Demonstration Pilot Site 3 (DPS3) covers the Thaya River catchment in the Czech Republic (83%) and Austria (17%). The area faces water scarcity due to climate change and human activities, including reservoirs. It features diverse landscapes from highlands to lowlands, supporting agriculture and forests, though coniferous forests suffered from a recent bark beetle outbreak.

The Thaya River flows into the Morava River, forming the Lower Morava Biosphere Reserve, known for its limestone cliffs, forests, and wetlands protected under UNESCO and RAMSAR. The Dolní Morava Biosphere Reserve includes Natura 2000 sites and various protected areas, highlighting its biodiversity and environmental importance.

What measures have been taken?

Revitalization Initiatives in the Thaya Basin:

  • Research Application from Lower Morava Biosphere Reserve:
    • Tailored actions as blueprint for Dalia project replication.
  • Focus on Wetland Restoration:
    • Addressing historical human impacts on floodplains.
    • Mitigating effects of water management projects altering hydrology.
  • Contribution of Ramsar Convention Wetlands:
    • Lednice Fishponds and Floodplain of Lower Dyje River.
    • Global efforts in wetland and waterfowl habitat protection.
  • Post-1989 Revitalization Efforts:
    • Involvement of public-private partnerships.
    • Restoration projects like Allahy forest ponds and Obelisk floodplain.
  • Upcoming Thaya River Dam Project:
    • Part of Giving Water Back to the Forest program.
    • Goals: Raise water levels, irrigate floodplain forests, enhance canal system.
  • Legal Protection and Landscape Declaration:
    • Negotiations for Soutok Protected Landscape Area.
    • Comprehensive commitment to environmental preservation.

Environmental Impact

Historical River Management:

  • Focus on technical adjustments for drainage and flood protection.
  • Resulted in negative environmental impacts during the 19th and 20th centuries.

Emergence of Revitalization Schemes:

  • Aim to understand and restore natural processes.
  • Goals include enhancing biodiversity, managing pollution, and mitigating floods and droughts.
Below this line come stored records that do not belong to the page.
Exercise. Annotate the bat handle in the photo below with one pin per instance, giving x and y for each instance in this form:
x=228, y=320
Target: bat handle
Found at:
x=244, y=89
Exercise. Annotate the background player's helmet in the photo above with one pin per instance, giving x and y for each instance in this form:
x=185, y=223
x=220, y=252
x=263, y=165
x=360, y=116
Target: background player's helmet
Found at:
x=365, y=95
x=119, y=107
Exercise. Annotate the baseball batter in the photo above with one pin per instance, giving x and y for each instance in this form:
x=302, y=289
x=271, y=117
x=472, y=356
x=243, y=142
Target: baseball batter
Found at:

Challenges in Revitalization Efforts:

  • Balancing conflicting interests:
    • Impact on bird populations.
    • Protection of endangered plant species.

Ecosystem Approach in Projects:

  • Integration of river and floodplain habitats.
  • Crucial for sustainable management and biodiversity conservation.

Contribution of Renaturation Measures:

  • Implemented and planned actions:
    • Both inside and outside the Soutok site.
  • Aim to increase resilience through ecosystem restoration.


Central European floodplain forests, known for biodiversity, face challenges including dam impacts causing loss of over 1000 hectares. Measures like meander restoration, controlled flooding, and wetland rehabilitation are underway. Future plans include a new flap weir by 2025. The Dalia project aims to refine hydrological balance through precise measurements, addressing water losses due to evaporation amid climate change concerns.